Addressing the governance workflow
Beyond these technical considerations, it is important to evaluate the organization’s content development and governance workflow to identify areas where AI can be utilized and where human review is required. For example, an AI model can be built directly into the workflow so that when a technical writer finishes drafting a product guide, it will go through an AI-driven review process, where the AI model states: “It seems like this content contradicts other information in your content repository. Would you like to review the contradictory content?”
Such an approach enables greater content quality and efficiency because the generative AI tool is being used in conjunction with a human content author. AI effectively acts as a writing partner, providing the content author with real-time feedback and quality control that require human confirmation of actions. In this way, the human content author and the AI assistant work with each other to provide a series of checks and balances.
Governance policies should include role-based access control, trackability of content modifications by humans or AI, and proper structuring and tagging of content for downstream AI retrieval. Companies with established design and voice guidelines will have an advantage, as these guidelines can be used to guide AI tools.
Enterprises also need to think about enacting and enforcing corporate policies for how and when generative AI functionality is used.

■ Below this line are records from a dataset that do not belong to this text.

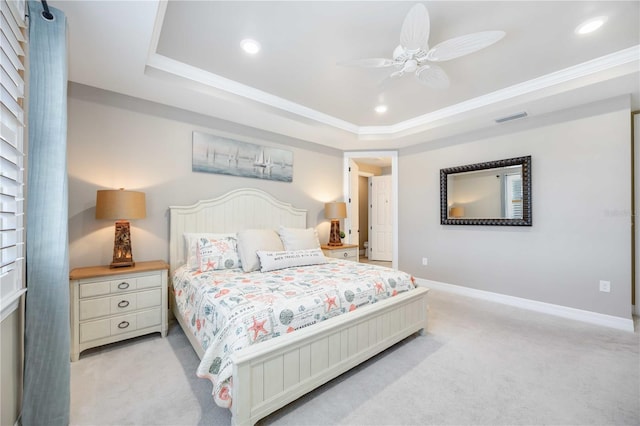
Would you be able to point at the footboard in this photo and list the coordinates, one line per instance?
(270, 375)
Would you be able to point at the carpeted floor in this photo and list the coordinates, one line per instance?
(480, 363)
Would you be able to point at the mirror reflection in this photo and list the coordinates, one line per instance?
(491, 193)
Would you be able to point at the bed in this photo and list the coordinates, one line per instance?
(271, 374)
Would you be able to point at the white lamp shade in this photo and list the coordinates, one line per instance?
(120, 204)
(335, 210)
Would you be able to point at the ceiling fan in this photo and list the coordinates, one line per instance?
(413, 53)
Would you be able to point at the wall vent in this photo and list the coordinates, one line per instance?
(511, 117)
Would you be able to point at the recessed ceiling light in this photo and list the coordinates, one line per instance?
(250, 46)
(590, 25)
(381, 109)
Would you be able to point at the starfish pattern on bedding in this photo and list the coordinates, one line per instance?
(257, 327)
(331, 301)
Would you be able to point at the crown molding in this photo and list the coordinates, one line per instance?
(589, 68)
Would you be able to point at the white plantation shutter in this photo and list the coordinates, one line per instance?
(12, 247)
(514, 196)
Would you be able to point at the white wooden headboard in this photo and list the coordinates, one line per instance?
(234, 211)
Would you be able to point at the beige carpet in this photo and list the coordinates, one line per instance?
(481, 363)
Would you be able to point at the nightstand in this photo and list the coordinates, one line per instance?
(112, 304)
(345, 251)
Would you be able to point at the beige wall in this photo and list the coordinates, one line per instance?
(11, 359)
(116, 141)
(581, 232)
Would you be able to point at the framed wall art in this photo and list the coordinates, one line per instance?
(216, 154)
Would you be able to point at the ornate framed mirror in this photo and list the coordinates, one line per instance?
(491, 193)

This will be a cross-functional effort that brings together members of the legal, human resources, information technology, and compliance teams in addition to leaders within the training, learning and development, and technical communications teams.
Putting a project team in place
Some corporations have large teams of data scientists and engineers implementing their AI content optimization projects. However, as discussed earlier, functions can well be handled by a single project lead with a moderate level of technical expertise. For many organizations, the solution will take a middle path: a project manager and an engineer with machine-learning expertise.
Importantly, organizations have to treat any application of AI against content as a product, and the project manager needs to serve as a traditional product owner. This person will serve as a liaison between the business and the actual implementation, informing stakeholders and ensuring that the engineer in the project is able to answer their questions.
Conclusion
We began this article by looking at content as the fuel for AI. When properly implemented with the right technologies, content structure, governance, policies, and team structure, a symbiotic relationship can form: Well-organized and easily searchable content enables AI tools to deliver more accurate and relevant assistance to employees, customers, partners, and other stakeholders. At the same time, AI-driven analysis applied against the organization’s content inventory provides technical writing teams with new insights for continuously enhancing these user experiences.